The contrast is startling between the inept muddle over the Siberian pipeline affair and the smooth professionalism of President Reagan's act of initiative toward peace in the Middle East.
The first of these affairs has been marked by conflict within the administration, lack of advance consultation with allies, no scouting of the diplomatic terrain, no calculation of the chances for success or failure, no weighing of costs against possible results. It was quite obviously a case of the White House doggedly doing something it wanted to do against the advice of the State, Treasury, and Commerce Departments and without cooperation from them.
The Middle East initiative wins the highest applause in the diplomatic community on grounds of professionalism, as well as for soundness of content. It had everything the pipeline affair did not.
First, the President placed the American position solidly on the record set by his four predecessors - Presidents Johnson, Nixon, Ford, and Carter. Next, he assured himself of the full approval and support of the four departments of government most concerned - State, Defense, Treasury, and Commerce. Then he canvassed the political situation inside Israel itself. Finally, his emissaries considered the views of those Arab countries most important to the ultimate success or failure of the operation - Egypt, Jordan, and Saudi Arabia.
Add that the whole operation was thought through so carefully in advance that the White House was prepared for the expectable wail of protest from Israeli Prime Minister Menachem Begin and dealt with it coolly and without allowing itself to be pushed off course. The President's men went right ahead gathering in support for the President's new position.
The most important single feature of the operation was taking a stand on what virtually has been the position all along of the opposition party in Israel itself. Shimon Peres, leader of the Israeli Labor Party, has always favored the concept (inherent in both United Nations Resolution 242 and in the Camp David accords) that at the right moment Israel should trade off the territories it captured in 1967 for a secure and lasting peace.
The President cannot effectively be labeled as being hostile to Israel when he adopts the position of the party of David Ben-Gurion, Golda Meir, and Moshe Dayan - all of whom presumably would have approved the American position, and initiative, were they alive today.
As it was, Mr. Peres, leader of the Labor Party, and Abba Eban, its most prestigious spokesman on foreign affairs, promptly came out in approval of the new American initiative. So too did the spokesmen of Egypt, Jordan, and Saudi Arabia.
And so too, back on the American political scene, did former President Carter , who came out on the first day in full support of President Reagan.
The only sour note sounded at home was by Democratic presidential hopeful Walter Mondale who, obviously, had not been recruited into the operation. One wonders whether it was because he was not considered important enough, or because he was afraid to lose Jewish support. As it was, he became very nearly the only important political voice outside Israel to condemn the initiative of the American President.

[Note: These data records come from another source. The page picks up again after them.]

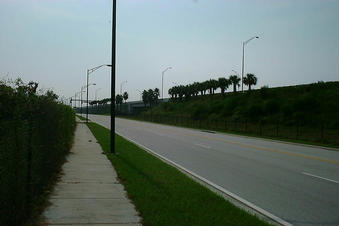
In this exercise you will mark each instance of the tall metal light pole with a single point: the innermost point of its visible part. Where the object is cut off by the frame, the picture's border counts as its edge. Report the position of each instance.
(76, 94)
(82, 90)
(243, 61)
(89, 71)
(140, 94)
(114, 20)
(162, 81)
(235, 72)
(121, 86)
(96, 93)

Mr. Mondale echoed Mr. Begin's complaint by saying that the President had ''undermined'' Israel. He said the Reagan proposal was ''biased in favor of the Arabs.''
In diplomatic quarters the only serious point raised in criticism was that the President should have done it sooner. The answer is probably that not until Mr. Begin exposed the radicalism of his purposes and means by his invasion of Lebanon and bombing of west Beirut could the President have dared take up such a solid position against him.
One is left wondering about the contrast between two foreign policy operations which have overlapped in time. How could the same White House which handled the pipeline affair so ineptly have come to professional maturity over the Middle East? The answer that comes most easily to mind is that the pipeline affair was launched while Alexander Haig was still secretary of state, and opposing the operation. In those days the administration was not coordinated within itself. Conflicting policies developed.
The Mideast operation was generated after George Shultz took over the State Department. Part of the operation involved Secretary of Defense Weinberger going to Tel Aviv and Cairo on a selling job for the operation. Messrs. Shultz and Weinberger are old friends and associates.
The plain competence of the new operation is a welcome improvement in Washington.